The probability of being progression-free at 2 years was 64.8% (GBM) and 49.0% (BEAM). The probability of achieving 2-year overall survival (OS; time from treatment until death from any cause) was 96.3% (GBM) and 69.1% (BEAM). These probabilities were statistically significant.
79% of GBM-treated patients showed an overall response (OR; cancer shrinks or disappears after treatment). 67% of GBM-treated patients showed a complete response (complete disappearance of all signs of cancer). Only 3 out of 5 evaluable BEAM-treated patients showed a CR.
90% (GBM) and 44.4% (BEAM) of patients experienced mild to moderate mouth sores. 32.5% (GBM) and 11.1% (BEAM) of patients experienced mild to moderate skin rash, most of which resolved with ointments. 6.25% (GBM) and 66.7% (BEAM) of patients experienced mild to moderate diarrhea.

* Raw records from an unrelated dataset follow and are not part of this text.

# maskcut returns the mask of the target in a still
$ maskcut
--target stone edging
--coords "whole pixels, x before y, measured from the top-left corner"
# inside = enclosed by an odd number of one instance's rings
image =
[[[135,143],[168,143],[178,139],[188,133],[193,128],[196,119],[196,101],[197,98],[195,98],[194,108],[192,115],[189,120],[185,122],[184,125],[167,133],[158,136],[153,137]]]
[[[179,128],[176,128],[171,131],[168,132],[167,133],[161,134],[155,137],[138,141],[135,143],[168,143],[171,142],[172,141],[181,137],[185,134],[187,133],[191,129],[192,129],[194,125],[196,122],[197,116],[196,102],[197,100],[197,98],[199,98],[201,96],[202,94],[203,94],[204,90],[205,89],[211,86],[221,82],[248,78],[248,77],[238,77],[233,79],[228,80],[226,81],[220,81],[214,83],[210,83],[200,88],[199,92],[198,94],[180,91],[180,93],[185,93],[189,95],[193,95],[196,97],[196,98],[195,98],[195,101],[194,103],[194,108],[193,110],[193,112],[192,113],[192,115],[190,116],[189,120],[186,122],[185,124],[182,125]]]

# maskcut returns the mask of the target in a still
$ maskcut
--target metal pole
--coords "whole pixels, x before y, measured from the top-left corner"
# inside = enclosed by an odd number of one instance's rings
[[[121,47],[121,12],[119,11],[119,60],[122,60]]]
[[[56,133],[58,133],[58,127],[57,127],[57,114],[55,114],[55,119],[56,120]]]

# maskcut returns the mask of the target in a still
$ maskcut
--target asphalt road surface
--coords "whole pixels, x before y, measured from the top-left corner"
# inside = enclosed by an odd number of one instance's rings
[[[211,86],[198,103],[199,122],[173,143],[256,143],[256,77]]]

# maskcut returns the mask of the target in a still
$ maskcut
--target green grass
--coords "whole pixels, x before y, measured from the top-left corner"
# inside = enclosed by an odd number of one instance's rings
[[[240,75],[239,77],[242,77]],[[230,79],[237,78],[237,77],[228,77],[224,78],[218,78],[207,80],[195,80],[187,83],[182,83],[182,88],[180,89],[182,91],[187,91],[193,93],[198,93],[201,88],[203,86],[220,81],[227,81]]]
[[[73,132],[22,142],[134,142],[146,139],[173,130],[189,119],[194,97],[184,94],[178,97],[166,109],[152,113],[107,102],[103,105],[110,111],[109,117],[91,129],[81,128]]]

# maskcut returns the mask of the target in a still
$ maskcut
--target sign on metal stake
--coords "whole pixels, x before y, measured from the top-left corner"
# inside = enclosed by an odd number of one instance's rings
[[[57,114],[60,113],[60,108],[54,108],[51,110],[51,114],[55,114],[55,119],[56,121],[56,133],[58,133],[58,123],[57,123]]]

42.5% (GBM) and 13.3% (BEAM) of patients also experienced high bilirubin levels in the blood (an indication of liver problems). For GBM patients, this was only in the first week post-transplant. All of these side effects were significantly different between the treatment groups.
The bottom line
This study concluded that GBM improved patient outcomes compared to the conventional BEAM regimen.
The fine print
The sample size in this study is quite small, and both groups of patients were not randomly assigned. These factors may limit the conclusions that can be drawn. Randomized clinical studies with larger patient populations are needed to confirm these results.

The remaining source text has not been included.